In den USA zeigt dieses Segment ein eindrückliches Wachstum. 2023 expandierte das Volumen von tokenisierten Staatspapieren in den USA von weniger als 100 Millionen auf fast 2 Milliarden Dollar. Die Nettoinventarwerte der Fonds werden in diesem Projekt mit Hilfe des Chainlink-Interoperabilitätprotokolls CCIP auf verschiedenen Blockchains zur Verfügung gestellt. Die Aussicht auf ein neues, rasch wachsendes Geschäftsfeld haben in den vergangenen Tagen den Wert des Link, des Coins der Chainlink-Blockchain, angetrieben. Der Link ist seit Mitte Mai von 13 auf über 18 Dollar geklettert. Mit einer Marktkapitalisierung von 10,7 Milliarden Dollar ist Chainlink in der Rangliste der «Kryptowährungen» die Nummer 13.


NYSE will mit Coindesk Bitcoin-Optionen lancieren

Es ist ein weiterer Schritt in der Verschmelzung des traditionellen Finanzwesens mit Kryptowährungen. Die New Yorker Börse (NYSE) geht eine Partnerschaft mit Coindesk ein, um Anlegern zu ermöglichen, den Bitcoin-Spotpreis zu verfolgen. Gemeinsam wollen die beiden Unternehmen Optionen auf Bitcoin anbieten. Als Emittent tritt die NYSE auf, die Preisermittlung erfolgt aufgrund des Bitcoin Price Index (XBX) von Coindesk, der als längster operierender Bitcoin-Spot-Index gilt. Darüber hinaus seien auch weitere Finanzprodukte geplant, heisst es in der gemeinsamen Pressemitteilung. Die Bewilligung der zuständigen Behörde für dieses Produkt steht noch aus. Gegen Ende 2023 wurde Coindesk von Bullish übernommen, einem Unternehmen unter der Leitung von Tom Farley, dem ehemaligen Präsidenten der NYSE.

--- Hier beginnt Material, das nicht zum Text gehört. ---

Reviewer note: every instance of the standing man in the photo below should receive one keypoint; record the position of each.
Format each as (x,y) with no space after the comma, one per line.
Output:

Blackrock wird zur Nummer eins

Ein ETF wächst, der andere schmilzt. Der Blackrock Bitcoin Spot ETF (IBIT) verwahrt mittlerweile über 288'500 Bitcoins mit einem Wert von rund 20 Milliarden Dollar. Damit ist der weltgrösste Vermögensverwalter auch zum grössten Bitcoin-ETF-Emittenten geworden. Bisher war GBTC von Grayscale der grösste ETF. Bis zur Zulassung von Bitcoin-Spot-ETF in den USA am 10. Januar 2024 war der GBTC ein geschlossener Trust und wies zu diesem Zeitpunkt einen Bestand von über 600'000 Bitcoins auf. Aus diesem Trust konnten keine Bitcoins abfliessen. Halter des Anlageprodukts konnten ihre Anteile nur an andere Interessenten verkaufen – ein Tausch in den zugrundeliegenden Basiswert war nicht möglich. Das führte teilweise zu hohen Abschlägen gegenüber dem Bitcoin.

Mittlerweile halten Grayscale-Kunden nur noch etwas mehr als 287'000 Bitcoins in vom Trust in einen ETF gewandelten Anlageprodukt. Die Abflüsse aus Grayscale dürften der wichtigste Wachstumsmotor für den Blackrock ETF sein. Dieser weist mit 0,25 Prozent deutlich tiefere jährliche Gebühren auf als der GBTC mit 1,5 Prozent. Blackrock als grössten Bitcoin-Investoren zu bezeichnen ist aber nicht korrekt: Der Finanzgigant besitzt die Bitcoins nicht selbst, verwahrt diese lediglich für seine Kunden und kann keine eigenen Anlageentscheide fällen. Der Bitcoin-Investor mit dem meisten Gewicht ist MicroStrategy. Das Unternehmen von Michael Saylor nennt 214’400 Bitcoins sein Eigen. Der amerikanische Staat hält gerüchteweise auch über 210'000 Coins, bestätigt diesen Bestand aber nicht.